Of God and of the Holy Trinity
Chapter 2, Paragraph 1.
“…hating all sin,…”
One summer, several years ago, the church my family attended held a Vacation Bible School. Along with other songs about God, the children sang a rendition of Proverbs 6:16-19:
There are six things – even seven, that the Lord hates – things He cannot stand!
Proud looking eyes
A lying tongue
Hands that shed innocent blood
A heart that thinks of wicked things to do
And feet that run to evil, too
Anyone who loves to lie about others
And the one who causes trouble with his brothers -Judy Rogers, “Seven Awful Things”
Our neighbor, a nominal Roman Catholic, often let her children come and be part of each year’s VBS. When she picked up her kids after this presentation, she pulled me aside. “I have to tell you, I really don’t like that song. God doesn’t hate anybody!”
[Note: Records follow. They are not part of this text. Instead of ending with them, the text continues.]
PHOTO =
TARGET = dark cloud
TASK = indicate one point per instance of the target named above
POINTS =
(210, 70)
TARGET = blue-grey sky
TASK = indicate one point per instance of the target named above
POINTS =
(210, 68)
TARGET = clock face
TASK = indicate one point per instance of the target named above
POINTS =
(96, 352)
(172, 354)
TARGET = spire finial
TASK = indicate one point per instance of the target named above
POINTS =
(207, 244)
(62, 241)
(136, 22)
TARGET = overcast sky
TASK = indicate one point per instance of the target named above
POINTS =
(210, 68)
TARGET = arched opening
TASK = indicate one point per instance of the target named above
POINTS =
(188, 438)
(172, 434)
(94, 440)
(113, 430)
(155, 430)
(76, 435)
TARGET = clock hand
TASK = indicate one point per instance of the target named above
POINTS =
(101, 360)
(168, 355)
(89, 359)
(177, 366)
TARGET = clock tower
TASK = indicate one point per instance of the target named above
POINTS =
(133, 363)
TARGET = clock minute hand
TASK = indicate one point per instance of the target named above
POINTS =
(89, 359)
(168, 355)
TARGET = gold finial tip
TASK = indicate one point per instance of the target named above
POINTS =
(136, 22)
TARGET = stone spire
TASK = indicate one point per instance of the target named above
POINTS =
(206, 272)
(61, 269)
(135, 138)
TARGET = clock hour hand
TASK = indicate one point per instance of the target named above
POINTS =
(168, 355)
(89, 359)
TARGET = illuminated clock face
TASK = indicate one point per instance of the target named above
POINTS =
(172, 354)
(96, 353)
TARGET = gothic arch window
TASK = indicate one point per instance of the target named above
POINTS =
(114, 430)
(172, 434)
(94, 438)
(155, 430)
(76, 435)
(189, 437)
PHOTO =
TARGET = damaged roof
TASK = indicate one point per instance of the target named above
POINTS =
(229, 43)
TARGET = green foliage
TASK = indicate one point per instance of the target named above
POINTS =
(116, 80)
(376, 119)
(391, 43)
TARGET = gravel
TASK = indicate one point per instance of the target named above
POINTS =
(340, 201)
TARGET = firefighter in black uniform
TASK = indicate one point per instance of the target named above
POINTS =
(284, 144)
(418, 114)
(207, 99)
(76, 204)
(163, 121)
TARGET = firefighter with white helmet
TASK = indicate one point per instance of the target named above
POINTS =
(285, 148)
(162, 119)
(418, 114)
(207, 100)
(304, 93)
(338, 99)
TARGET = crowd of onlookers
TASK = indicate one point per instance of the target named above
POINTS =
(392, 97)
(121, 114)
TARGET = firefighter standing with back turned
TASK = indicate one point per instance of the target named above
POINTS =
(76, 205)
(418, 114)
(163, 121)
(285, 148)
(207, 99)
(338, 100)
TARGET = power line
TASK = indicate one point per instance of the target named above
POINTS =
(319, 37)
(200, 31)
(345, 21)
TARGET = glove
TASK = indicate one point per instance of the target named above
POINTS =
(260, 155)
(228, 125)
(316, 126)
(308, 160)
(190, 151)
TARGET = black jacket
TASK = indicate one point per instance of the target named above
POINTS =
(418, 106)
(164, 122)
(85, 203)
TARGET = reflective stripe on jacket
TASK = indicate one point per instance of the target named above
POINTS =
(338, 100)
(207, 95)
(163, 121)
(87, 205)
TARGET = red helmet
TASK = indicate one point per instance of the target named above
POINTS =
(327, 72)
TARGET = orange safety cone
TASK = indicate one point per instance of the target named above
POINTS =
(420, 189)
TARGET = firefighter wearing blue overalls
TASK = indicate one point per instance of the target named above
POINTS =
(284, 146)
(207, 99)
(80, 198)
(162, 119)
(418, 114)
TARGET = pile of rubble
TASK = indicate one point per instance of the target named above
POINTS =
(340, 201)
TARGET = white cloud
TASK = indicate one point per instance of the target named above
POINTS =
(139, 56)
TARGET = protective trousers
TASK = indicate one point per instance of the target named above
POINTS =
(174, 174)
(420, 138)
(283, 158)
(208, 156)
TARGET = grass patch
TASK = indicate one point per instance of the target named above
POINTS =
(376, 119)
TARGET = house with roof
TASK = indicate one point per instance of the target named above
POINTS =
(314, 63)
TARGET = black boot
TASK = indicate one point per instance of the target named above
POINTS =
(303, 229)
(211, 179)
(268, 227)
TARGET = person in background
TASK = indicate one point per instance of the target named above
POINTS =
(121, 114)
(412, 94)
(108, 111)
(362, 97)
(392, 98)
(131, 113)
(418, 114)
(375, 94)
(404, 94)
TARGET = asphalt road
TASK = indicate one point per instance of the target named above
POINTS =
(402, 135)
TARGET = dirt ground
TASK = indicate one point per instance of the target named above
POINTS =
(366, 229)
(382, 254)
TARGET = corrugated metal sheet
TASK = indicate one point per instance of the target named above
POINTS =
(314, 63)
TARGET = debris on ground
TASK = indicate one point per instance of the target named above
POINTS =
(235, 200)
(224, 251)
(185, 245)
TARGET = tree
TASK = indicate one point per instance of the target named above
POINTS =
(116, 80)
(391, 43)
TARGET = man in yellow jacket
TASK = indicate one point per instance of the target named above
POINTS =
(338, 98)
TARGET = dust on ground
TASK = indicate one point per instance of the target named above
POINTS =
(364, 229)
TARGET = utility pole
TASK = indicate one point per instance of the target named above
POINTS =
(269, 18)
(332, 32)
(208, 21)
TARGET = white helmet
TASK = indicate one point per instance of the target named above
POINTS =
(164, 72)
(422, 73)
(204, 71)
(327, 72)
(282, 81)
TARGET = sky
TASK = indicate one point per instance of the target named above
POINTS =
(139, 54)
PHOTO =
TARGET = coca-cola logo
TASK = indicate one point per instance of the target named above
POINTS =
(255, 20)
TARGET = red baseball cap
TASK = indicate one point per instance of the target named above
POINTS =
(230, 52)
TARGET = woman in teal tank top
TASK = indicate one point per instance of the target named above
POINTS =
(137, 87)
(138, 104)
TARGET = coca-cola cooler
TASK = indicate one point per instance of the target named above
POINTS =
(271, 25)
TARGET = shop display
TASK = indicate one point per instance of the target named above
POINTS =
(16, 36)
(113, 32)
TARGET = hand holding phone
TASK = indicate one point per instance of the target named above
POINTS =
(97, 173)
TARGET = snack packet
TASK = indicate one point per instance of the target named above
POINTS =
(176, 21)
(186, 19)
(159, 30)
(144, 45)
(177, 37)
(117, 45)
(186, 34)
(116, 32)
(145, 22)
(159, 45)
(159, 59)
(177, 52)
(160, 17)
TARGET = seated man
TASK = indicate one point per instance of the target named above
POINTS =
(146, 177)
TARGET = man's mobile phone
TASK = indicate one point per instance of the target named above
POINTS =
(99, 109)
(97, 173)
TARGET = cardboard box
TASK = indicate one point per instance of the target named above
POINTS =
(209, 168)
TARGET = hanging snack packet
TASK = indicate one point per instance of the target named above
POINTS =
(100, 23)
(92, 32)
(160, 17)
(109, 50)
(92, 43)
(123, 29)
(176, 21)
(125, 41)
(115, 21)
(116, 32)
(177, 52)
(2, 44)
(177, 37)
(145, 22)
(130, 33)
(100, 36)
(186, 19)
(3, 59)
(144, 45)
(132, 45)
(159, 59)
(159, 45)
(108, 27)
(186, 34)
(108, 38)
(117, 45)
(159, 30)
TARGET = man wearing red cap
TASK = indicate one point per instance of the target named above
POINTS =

“God doesn’t hate anybody.” In today’s society, to suggest that God hates anything, much less anyone, is considered dangerous. Tolerance and open-mindedness towards nearly any type of thought and action is promoted, and conventional wisdom states God is loving and only condemns those really bad people like Hitler. However, His Word says otherwise. Psalm 5 states, “You hate all who do iniquity.” What are we to make of this?
What does it mean for God to hate sin? It means that God abhors it, since it is absolutely contrary to His nature and His will. God is holy. As such, He cannot be in the presence of sin. He hates it. That hatred is just, because God is most just. God is infinite. His hatred towards sin is infinite. It never stops or relents. God is impartial toward sin: each and every transgression is despised.
If he did not hate [sin], he would hate himself: for since righteousness is his image, and sin would deface his image; if he did not love his image, and loathe what is against his image, he would loathe himself, he would be an enemy to his own nature. – Stephen Charnock
As Christians, we know that God is “abundant in goodness and truth, forgiving iniquity, transgression and sin”, as the Confession states. We should delight in that! Yet let’s not downplay how horrid and detestable sin is, and urgently press the need for sinners to be reconciled to Him.
Questions to Consider
- Do you ever find yourself downplaying God’s hatred toward sin?